I’m not crying, you’re crying.
The fourth remake of A Star Is Born is Bradley Cooper’s directorial debut; breathing new life into a familiar story. Stuck in development hell for years, Cooper seizes the opportunity to bring in a new perspective and stronger character development than the previous films - telling the story of a depressed musician and a songwriter destined for stardom.
The chemistry between Cooper in the role of Jackson, a musician struggling to cope in the second half of his career, and Lady Gaga as Ally, a down-and-out songwriter who has almost given up, has the critics raving. The film paints a realistic picture of the ugly, vulnerable side of fame, as well as each characters’ motivations to maintain it. The film takes us on a journey into what love can do for someone - whether it be a rejuvenated perspective on life, or sacrificing everything to be with the one you love.
The film’s soundtrack has rightly been at the top of the charts since before the film’s release, only adding to the film being heralded as Oscar-bait. From our perspective, this film is a must-see, and will have you feeling you’re on tour with front row seats.

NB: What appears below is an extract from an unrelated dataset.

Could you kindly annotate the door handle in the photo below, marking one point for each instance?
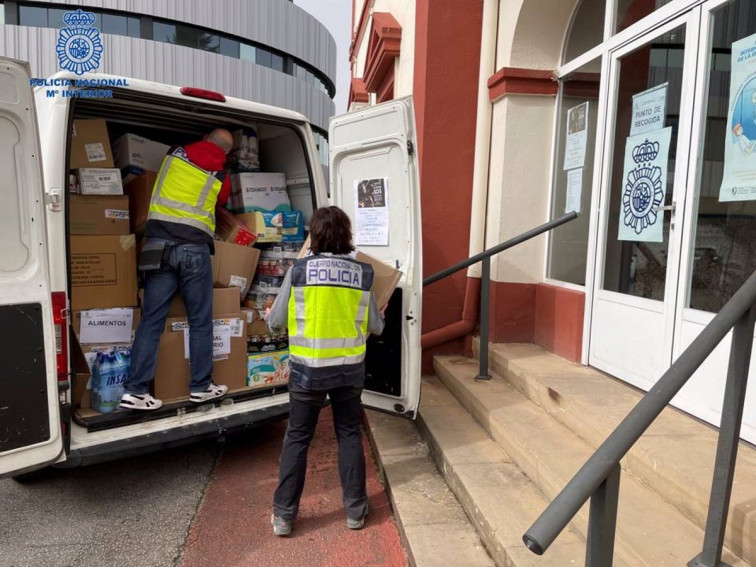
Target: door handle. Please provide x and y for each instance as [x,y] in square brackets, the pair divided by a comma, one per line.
[672,208]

A slightly less fantastic entry into the wizarding world.
It’s a popular opinion that sequels are never better than the originals (unless we’re talking about Terminator 2). Unfortunately, the second Fantastic Beasts film falls under that opinion, despite its extraordinary cinematography.
While full of new, amazing creatures and characters, the film misses the mark and doesn’t quite capture the whimsy and awe audiences remember from the original Harry Potter films. The motives of certain characters were too confusing to comprehend, and given the number of subplots, the film’s narrative was just a mess of plot holes.

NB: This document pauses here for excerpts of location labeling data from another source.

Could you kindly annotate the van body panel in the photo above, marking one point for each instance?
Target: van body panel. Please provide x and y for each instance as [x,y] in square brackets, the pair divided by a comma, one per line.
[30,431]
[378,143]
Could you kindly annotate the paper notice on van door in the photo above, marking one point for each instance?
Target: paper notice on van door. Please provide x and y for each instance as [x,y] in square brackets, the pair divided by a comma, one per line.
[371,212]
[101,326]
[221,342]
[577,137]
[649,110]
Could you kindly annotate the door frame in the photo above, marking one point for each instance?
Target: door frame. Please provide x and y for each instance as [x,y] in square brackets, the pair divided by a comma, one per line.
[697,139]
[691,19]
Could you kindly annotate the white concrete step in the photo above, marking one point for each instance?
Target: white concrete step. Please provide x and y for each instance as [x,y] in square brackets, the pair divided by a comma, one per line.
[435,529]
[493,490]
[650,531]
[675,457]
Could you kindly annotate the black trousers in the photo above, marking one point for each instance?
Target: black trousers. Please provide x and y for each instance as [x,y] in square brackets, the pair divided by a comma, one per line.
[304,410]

Our praise to the casting crew for the actors chosen to play Newt’s brother, as well as his younger self in a flashback; we even had to IMDB the actors to see if they were related. Despite this, Jude Law’s Dumbledore, and the brilliant Eddie Redmayne, we tried and tried to love the film, but walked out feeling uncertain about the future sequels.
The Astor learnt something from last year’s Potterfest; that a crazy amount of people would happily sit through all (or as many as possible) of the Harry Potter films.
Starting at 11am and consisting of all eight HP films, plus Fantastic Beasts and Where to Find Them, the marathon brought in massive crowds.
Marathoners lugged in their pillows, blankets, and as many stacks as possible, and knuckled down for a solid 20-something hours of binging.
The cinema’s atmosphere is contagious - with the audience cheering out, clapping along and booing at all the right moments.
There’s a good chance the Astor will be continuing Potterfest in 2020, so keep your eyes peeled, and don’t miss out on the next one!
Possibly our favourite Scottish-zombie-comedy-Christmas-musical.
A cross between Shaun of the Dead and High School Musical, Anna and the Apocalypse was screened as part of this year’s British Film Festival program.
Think catchy songs (including ballads, of course) played over footage of zombies being slain with a giant candy cane. The film has its touching moments, but that’s not what you’re paying to watch.
Anna and the Apocalypse is a gorey, silly, over the top film - but god it’s a fun one.
The Astor’s Halloween marathon has been around for a few years now, but this year’s marked a special occasion; John Carpenter’s Halloween being released 40 years ago.
To celebrate the movie’s birthday, as well as the new film’s release, we attempted the full marathon - spanning a total of eight films. Not counting Rob Zombie’s reboot and sequel, in this case.
Four movies in (12 hours!) and we had to call it quits - leaving at 3am and hanging our heads in defeat. We definitely walked away with a newfound appreciation for the classic series, as well as its legendary soundtrack.
Movie trivia in between each film and audience participation once again made our experience at the Astor much more than just your typical trip to the cinema.
Be sure to keep your eyes out for next year’s Halloween marathon!